Entre descobertas e aprendizados
Quem divide a data do aniversário com Bruna é o Martin, assim como a mãe dele, Daiane Maino Tramontina. Mãe também da Valentina, 4, a arquiteta explica que a ideia de marcar a cesárea do segundo filho com o advogado Mateus Tramontina veio para concretizar o maior presente de aniversário, o nascimento do caçula.
— Não somos pais de primeira viagem, a gente já tinha vivenciado a maternidade e a paternidade, claro que em tempos diferentes.

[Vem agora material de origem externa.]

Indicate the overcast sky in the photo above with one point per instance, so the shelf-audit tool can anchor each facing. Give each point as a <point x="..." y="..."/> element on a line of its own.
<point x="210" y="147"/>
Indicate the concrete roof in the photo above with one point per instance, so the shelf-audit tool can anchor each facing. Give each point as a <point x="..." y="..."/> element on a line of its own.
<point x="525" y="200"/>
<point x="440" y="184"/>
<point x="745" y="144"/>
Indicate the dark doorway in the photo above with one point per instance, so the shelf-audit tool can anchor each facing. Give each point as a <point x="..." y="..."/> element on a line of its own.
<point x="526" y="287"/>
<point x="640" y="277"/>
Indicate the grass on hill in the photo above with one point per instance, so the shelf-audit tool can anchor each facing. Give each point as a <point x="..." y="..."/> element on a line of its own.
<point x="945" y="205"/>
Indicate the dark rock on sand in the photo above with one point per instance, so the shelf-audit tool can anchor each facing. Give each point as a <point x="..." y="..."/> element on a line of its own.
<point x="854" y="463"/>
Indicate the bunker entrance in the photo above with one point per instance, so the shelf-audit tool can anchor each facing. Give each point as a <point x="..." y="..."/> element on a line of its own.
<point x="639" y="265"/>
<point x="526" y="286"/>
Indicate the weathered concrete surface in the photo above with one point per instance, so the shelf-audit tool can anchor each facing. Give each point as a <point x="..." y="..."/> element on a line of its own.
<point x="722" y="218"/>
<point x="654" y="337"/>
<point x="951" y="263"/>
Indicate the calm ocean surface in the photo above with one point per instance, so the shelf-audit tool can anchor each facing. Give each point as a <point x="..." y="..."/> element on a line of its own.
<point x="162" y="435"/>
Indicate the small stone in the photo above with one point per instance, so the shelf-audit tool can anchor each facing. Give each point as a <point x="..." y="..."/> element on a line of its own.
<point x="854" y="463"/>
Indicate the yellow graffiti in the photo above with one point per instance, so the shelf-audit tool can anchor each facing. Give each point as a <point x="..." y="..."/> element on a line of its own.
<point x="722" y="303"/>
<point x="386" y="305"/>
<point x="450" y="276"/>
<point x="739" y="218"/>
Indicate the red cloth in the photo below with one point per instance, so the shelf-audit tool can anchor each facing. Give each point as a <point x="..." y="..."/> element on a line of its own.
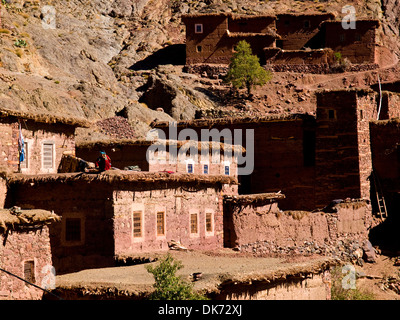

Quando o Martin nasceu, eu sabia que a pandemia estava acontecendo no mundo, mas sempre fui muito otimista — conta Daiane.
A ficha caiu mesmo quando a família soube, no dia seguinte, do primeiro caso confirmado em Caxias, notificado, inclusive, no Complexo Unimed, mesmo hospital onde o bebê nasceu. Assim como Letícia, Daiane teve medo.
— Quando percebi que tudo fechou uma semana depois, eu fiquei pensando: "botei um filho nesse mundo desconcertado". Era muito triste. Quanto valor tinha nossa liberdade. Eu estava muito grata por estar em casa, cuidando do meu filho, mas, ao mesmo tempo, queria que ele crescesse, queria sair de carrinho, pegar um ar. Foi difícil não poder mostrar pra ele as coisas lá de fora — relembra a mãe.
Além de proteger a família do contágio, ter passado mais tempo em casa trouxe novidades. Como a convivência com a mana, que é muito ativa, foi maior, Martin começou a caminhar aos nove meses. Entre descobertas e aprendizados, alguns mais cedo para uns e mais tarde para outros, histórias como a dos pequenos Martin e Bruna, num ano em que tantas famílias perderam pessoas e não só números, mostram que, por trás das estatísticas, a morte não pode ser banalizada. E nem a vida.